The mouse gene H19 is the first reported as Long non-coding RNA by (Brannan C.I et al., 1990), The group showed despite the fact that this gene is transcribed by RNA polymerase-II and is spliced and polyadenylated like any other mRNA, H19 RNA is “not a classical mRNA”. Instead, the product of this unusual gene may be an RNA molecule.

H19 gene was first identified in a screen of fetal liver cDNA library to find the genes that were coordinately regulated with the AFP (Alpha Feto Protein) gene. The AFP gene is located on the q arm of chromosome 4 (4q25). AFP is the most abundant plasma protein found in the human fetus. Plasma levels decrease rapidly after birth but begin decreasing prenatally starting at the end of the first trimester. Normal adult levels are usually achieved by the age of 8 to 12 months.

Pachnis V et al. 1984, found that the levels of alpha fetoprotein in mice are determined by at least  two trans-acting, unlinked genes, raf and rif. raf determines the basal levels of a-fetoprotein mRNA in adult mice, while Rif determines its degree of inducibility during liver regeneration. To determine whether these regulatory loci affect other structural genes, the screened a murine fetal liver cDNA library for clones containing mRNA sequences that decrease after birth. One such clone, termed pHl9, was identified, and its mRNA was shown to be under the control of both raf and Rif. The single-copy gene for H19 “mRNA” was localized to chromosome 7.

In 1990 Brannan C.I et al., found H19 gene was expressed at high levels in fetal and neonatal liver, and its 600-fold repression in the adult was under the control of raf. Sequence analysis of the single-copy H19 gene revealed the presence of multiple small open reading frames (ORFs), none of which spanned more than two of its five exons. The largest of these, called ORF5 was located entirely within the first exon and could potentially encode a 132-amino-acid protein. This ORF begins 680 bases downstream of the cap site and is preceded by four small ORFs, the largest of which could encode a protein of 27 amino acids. As there was no precedent for such a gene organization and hence the group decided to investigate.

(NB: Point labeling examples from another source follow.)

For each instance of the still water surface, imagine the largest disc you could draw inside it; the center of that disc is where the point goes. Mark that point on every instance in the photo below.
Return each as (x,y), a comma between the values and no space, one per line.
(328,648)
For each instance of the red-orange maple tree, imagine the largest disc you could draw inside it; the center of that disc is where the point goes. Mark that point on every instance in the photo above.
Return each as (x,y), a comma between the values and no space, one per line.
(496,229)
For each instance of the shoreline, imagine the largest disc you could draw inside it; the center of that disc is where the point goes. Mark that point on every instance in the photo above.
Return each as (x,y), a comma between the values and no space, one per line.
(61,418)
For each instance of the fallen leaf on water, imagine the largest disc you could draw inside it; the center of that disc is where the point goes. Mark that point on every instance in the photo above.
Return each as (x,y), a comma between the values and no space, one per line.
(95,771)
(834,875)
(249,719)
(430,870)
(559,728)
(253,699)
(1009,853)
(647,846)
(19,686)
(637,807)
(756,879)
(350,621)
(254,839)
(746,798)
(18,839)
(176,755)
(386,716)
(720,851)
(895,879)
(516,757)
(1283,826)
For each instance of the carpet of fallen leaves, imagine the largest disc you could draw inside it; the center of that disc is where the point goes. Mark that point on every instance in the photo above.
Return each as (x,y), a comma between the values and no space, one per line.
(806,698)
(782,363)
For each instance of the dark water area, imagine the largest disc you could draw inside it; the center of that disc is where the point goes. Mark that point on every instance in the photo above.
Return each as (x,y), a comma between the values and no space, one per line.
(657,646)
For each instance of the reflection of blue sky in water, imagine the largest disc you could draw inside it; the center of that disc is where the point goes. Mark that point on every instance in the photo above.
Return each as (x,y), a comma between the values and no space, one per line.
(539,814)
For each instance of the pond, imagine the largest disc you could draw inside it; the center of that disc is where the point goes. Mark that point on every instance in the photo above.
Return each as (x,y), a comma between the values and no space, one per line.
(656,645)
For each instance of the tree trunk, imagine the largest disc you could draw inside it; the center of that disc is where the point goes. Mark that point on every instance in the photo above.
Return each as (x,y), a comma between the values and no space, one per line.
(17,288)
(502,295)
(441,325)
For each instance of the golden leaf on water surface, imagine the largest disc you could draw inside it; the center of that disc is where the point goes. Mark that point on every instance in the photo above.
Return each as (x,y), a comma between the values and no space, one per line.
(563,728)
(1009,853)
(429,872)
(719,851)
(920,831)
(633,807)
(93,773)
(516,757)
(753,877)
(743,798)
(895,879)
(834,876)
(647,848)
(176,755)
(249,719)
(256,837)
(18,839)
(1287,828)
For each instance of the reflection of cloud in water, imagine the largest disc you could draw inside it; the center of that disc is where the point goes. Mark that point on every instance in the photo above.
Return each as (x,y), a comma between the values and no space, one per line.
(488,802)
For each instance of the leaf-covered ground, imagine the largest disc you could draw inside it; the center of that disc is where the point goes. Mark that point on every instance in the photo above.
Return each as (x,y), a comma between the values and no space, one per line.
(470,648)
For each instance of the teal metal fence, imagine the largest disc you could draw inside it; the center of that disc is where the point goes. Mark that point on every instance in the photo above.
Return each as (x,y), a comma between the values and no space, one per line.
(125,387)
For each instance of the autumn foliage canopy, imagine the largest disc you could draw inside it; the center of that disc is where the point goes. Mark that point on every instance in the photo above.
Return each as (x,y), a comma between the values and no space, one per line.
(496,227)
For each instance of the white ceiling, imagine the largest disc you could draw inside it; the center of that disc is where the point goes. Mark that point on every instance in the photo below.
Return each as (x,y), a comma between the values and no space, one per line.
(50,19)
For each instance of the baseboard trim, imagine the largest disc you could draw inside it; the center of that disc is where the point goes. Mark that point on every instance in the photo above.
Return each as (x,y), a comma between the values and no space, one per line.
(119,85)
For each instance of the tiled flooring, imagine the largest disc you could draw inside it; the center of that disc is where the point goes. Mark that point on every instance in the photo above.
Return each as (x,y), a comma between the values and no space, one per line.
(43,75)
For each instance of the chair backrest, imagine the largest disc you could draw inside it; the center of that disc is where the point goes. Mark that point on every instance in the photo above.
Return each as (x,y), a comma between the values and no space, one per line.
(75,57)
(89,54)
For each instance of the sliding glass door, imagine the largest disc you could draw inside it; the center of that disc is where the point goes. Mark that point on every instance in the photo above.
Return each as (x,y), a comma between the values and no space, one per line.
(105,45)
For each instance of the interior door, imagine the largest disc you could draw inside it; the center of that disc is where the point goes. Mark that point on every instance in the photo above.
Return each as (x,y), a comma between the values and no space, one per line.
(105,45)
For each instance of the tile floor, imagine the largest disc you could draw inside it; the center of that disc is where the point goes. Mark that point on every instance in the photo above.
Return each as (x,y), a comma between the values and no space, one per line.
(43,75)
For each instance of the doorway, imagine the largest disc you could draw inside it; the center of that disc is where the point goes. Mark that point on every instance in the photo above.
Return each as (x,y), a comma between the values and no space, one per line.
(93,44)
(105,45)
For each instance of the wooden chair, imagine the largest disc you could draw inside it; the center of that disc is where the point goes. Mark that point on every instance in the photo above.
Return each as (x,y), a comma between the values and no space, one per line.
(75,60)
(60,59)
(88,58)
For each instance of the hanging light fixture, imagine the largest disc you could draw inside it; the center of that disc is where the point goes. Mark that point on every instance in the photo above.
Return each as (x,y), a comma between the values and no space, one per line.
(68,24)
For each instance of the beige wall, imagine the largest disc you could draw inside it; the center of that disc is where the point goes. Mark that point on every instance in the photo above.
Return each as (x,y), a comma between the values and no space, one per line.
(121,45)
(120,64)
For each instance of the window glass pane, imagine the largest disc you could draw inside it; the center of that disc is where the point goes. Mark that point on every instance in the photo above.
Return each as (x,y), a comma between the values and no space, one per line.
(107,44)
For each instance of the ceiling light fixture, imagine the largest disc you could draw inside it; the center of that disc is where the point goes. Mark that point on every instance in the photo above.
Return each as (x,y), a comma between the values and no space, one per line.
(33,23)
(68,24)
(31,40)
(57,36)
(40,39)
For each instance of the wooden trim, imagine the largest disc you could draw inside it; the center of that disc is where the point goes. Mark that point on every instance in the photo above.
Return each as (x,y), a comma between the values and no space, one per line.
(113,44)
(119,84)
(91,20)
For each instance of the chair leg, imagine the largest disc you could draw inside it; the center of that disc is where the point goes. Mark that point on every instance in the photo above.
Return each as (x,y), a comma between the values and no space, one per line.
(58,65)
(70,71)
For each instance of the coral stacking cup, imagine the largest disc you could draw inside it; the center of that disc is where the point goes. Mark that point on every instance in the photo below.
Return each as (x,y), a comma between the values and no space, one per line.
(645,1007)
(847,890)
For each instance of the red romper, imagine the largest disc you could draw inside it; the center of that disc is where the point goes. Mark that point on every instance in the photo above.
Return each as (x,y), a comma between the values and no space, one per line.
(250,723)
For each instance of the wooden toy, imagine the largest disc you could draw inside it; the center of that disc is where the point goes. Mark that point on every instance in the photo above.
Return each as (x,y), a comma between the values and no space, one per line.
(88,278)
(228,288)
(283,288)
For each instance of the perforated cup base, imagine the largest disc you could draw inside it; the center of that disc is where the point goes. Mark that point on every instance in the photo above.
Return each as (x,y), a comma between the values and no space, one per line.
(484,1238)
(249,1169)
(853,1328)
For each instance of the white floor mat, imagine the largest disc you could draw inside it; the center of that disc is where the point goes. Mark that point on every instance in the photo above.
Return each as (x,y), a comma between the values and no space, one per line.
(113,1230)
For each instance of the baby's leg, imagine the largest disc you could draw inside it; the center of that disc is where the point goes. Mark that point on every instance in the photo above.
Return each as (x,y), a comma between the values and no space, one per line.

And found H19 It shares features common to other mRNAs: it is transcribed by RNA polymerase II, processed by RNA splicing, and polyadenylated. Unlike mRNAs, it is not associated with ribosomes in any tissue or at any stage in development that was examined. They concluded from the findings that the RNA is never translated and even if H19 RNA functions as a mRNA, then it must be under stringent translational control. However they considered H19 gene functions as an RNA molecules, hence it was the first large non-coding RNA.

Shortly afterwords another non-coding (second) was found to be expressed exclusively from the inactive X chromosome and later demonstrated to be required for X inactivation in mammals and termed as XIST lncRNA.